31 May 2019

EFS @ Kino klub Split, Croatia

Two programmes of Experimental Film Society films will be screening at Kino klub Split in Split, Croatia on 20th27th September 2019.

Address: Ulica Slobode 28, 21000 Split, Croatia.

More info here: Website and Facebook

Cine Club Split is a non-profit organization active since 1952, with the aim of developing audiovisual culture and arts and providing space, technical and production resources for educational purposes and production, screenings and presentation of cultural and artistic content.

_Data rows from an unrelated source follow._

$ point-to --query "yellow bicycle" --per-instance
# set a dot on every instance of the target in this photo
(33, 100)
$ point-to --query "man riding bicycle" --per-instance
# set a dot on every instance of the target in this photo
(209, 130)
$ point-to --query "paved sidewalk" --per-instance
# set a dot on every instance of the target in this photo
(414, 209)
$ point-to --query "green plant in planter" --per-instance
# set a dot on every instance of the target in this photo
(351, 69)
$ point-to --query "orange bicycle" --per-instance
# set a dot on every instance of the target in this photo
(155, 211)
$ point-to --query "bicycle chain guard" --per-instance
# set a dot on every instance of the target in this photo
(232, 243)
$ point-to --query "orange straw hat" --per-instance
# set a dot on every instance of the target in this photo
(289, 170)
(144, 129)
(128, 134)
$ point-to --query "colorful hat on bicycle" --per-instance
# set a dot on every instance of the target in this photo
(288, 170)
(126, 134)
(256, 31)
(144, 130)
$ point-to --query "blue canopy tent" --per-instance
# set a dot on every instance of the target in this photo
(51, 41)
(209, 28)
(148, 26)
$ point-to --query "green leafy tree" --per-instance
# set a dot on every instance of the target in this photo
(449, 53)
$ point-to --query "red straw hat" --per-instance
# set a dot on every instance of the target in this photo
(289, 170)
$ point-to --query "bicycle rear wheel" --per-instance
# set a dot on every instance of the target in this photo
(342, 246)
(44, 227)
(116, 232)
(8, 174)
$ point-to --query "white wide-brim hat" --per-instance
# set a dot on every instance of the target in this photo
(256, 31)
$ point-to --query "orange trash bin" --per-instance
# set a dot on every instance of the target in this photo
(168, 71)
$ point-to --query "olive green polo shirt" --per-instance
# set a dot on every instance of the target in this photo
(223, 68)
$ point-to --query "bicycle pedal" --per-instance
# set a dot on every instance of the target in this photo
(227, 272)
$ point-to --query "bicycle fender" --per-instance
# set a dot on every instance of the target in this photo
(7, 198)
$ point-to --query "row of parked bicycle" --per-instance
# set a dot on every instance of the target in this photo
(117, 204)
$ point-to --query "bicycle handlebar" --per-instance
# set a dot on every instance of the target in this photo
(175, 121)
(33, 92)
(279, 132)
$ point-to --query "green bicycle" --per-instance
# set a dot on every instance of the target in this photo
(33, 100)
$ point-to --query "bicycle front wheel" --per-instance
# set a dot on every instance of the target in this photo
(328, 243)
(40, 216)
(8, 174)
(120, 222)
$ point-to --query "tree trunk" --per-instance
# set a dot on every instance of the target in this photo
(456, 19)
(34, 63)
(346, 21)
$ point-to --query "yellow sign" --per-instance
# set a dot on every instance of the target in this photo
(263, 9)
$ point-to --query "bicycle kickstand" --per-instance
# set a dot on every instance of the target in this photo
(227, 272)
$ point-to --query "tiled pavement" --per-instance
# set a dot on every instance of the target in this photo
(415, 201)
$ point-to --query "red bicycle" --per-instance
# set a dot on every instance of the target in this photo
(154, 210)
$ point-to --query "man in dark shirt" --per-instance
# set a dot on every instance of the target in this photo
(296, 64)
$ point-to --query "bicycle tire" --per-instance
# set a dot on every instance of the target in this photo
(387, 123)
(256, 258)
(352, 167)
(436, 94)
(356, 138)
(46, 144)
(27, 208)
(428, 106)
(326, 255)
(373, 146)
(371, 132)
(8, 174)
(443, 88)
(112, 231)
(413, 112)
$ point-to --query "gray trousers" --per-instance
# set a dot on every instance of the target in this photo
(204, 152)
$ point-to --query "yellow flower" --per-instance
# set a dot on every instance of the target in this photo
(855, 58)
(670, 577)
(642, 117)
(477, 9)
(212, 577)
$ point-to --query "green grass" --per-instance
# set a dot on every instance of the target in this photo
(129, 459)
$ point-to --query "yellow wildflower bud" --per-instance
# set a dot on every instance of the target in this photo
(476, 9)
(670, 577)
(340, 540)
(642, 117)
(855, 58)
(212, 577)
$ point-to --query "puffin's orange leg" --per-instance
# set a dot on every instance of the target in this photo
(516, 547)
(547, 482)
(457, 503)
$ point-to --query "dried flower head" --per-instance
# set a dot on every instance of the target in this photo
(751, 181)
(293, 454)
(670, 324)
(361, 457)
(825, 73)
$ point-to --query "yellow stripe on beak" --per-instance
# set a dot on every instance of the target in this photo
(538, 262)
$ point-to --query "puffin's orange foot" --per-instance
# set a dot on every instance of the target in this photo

Experimental Film Society (an Irish company dedicated to the production and screening of experimental cinema) is a group of filmmakers dedicated to the creation of uncompromisingly personal, formally challenging filmmaking. Based in Dublin, it has succeeded in forging a new and radically alternative Irish cinema. Its defiantly independent vision, both deeply informed by film history and utterly modern, has animated over five hundred shorts and features since 2000. Its films adopt an exploratory approach to filmmaking and foreground mood, atmosphere, visual rhythms, and the often-startling sensory interplay of sound and image. As EFS filmmakers experiment with cinema, they allow it equally to experiment on them, creating richly experiential works that chart an uncomfortable territory that is at once uncannily familiar and utterly alien.

Programme One / 20th September:

Phantom Islands (2018) By Rouzbeh Rashidi / 86mins / Ireland

Phantom Islands is an experimental film that exists at the boundary of documentary and fiction. It follows a couple adrift and disoriented in the stunning landscape of Ireland’s islands. Yet this deliberately melodramatic romance is constantly questioned by a provocative cinematic approach that ultimately results in a hypnotic and visceral inquiry into the very possibility of documentary objectivity.

Programme Two / 27th September:

1_Bogna Kirchoff By Chris O’Neill (2019) / 6mins / Ireland

Bogna Kirchoff takes imagery from a 1970s espionage thriller and warps the imagery into a surreal abstract film focussing on one supporting female character.

2_ Homo Sapiens Project (161-170) (2013) By Rouzbeh Rashidi / 8mins / Ireland

Rashidi’s Homo Sapiens Project (HSP) is an ongoing series of personal film experiments that range from cryptic film diaries and oneiric sketches to fully polished features. Installments 161-170 link a formally aggressive repurposing of Hollywood reels with an idiosyncratic appreciation of the wonder of science fiction.

3_Olive (2019) By Michael Higgins / 11mins / Greece – Ireland

Although clearly filmed in our time, Olive uses the scratchy beauty of hand-processed celluloid to help evoke a mood of ancient ritual. A group of people gathered in the remote countryside are absorbed into frames that often resemble the hand tinted colours and decaying textures of unrestored early cinema. Cinema is made to haunt the present like a ghostly vision from the past.

4_Brine Twice Daily (2015) By Vicky Langan / Maximilian Le Cain / 20mins / Ireland

Brine Twice Daily is a film that came from the sea, from the depths, and it never truly escapes its salt-encrusted origins. A bizarre romance that is at once an absurd comedy, a horror/adventure B-movie, a cryptic home video and a fading seaside postcard stuffed into a bottle and cast adrift on the ocean, Brine Twice Daily marks a new departure in the Langan/Le Cain filmmaking partnership.

5_The Underworld (2019) By Jann Clavadetscher / 17mins / Ireland

This hallucinatory trip through the psychedelic recesses of science fiction begins in the flickering bowels of the earth. An explorer played by Cillian Roche undergoes a bizarre mutation in which cinema itself might possibly play a part. Clavadetcsher’s gorgeous 16mm colours and dazzlingly intense editing are underscored by a characteristic lightness of touch.

6_Antler (2018) By Atoosa Pour Hosseini / 15mins / Ireland

Pour Hosseini’s work with Super-8 conjures a mysterious territory that exists between memory, subjective perception and the objective materiality of the filmed image. Antler pushes deeper into this realm, seamlessly combining archival footage of animals and reptiles in their habitats with newly filmed material of the artist and an assistant at work in a botanical garden.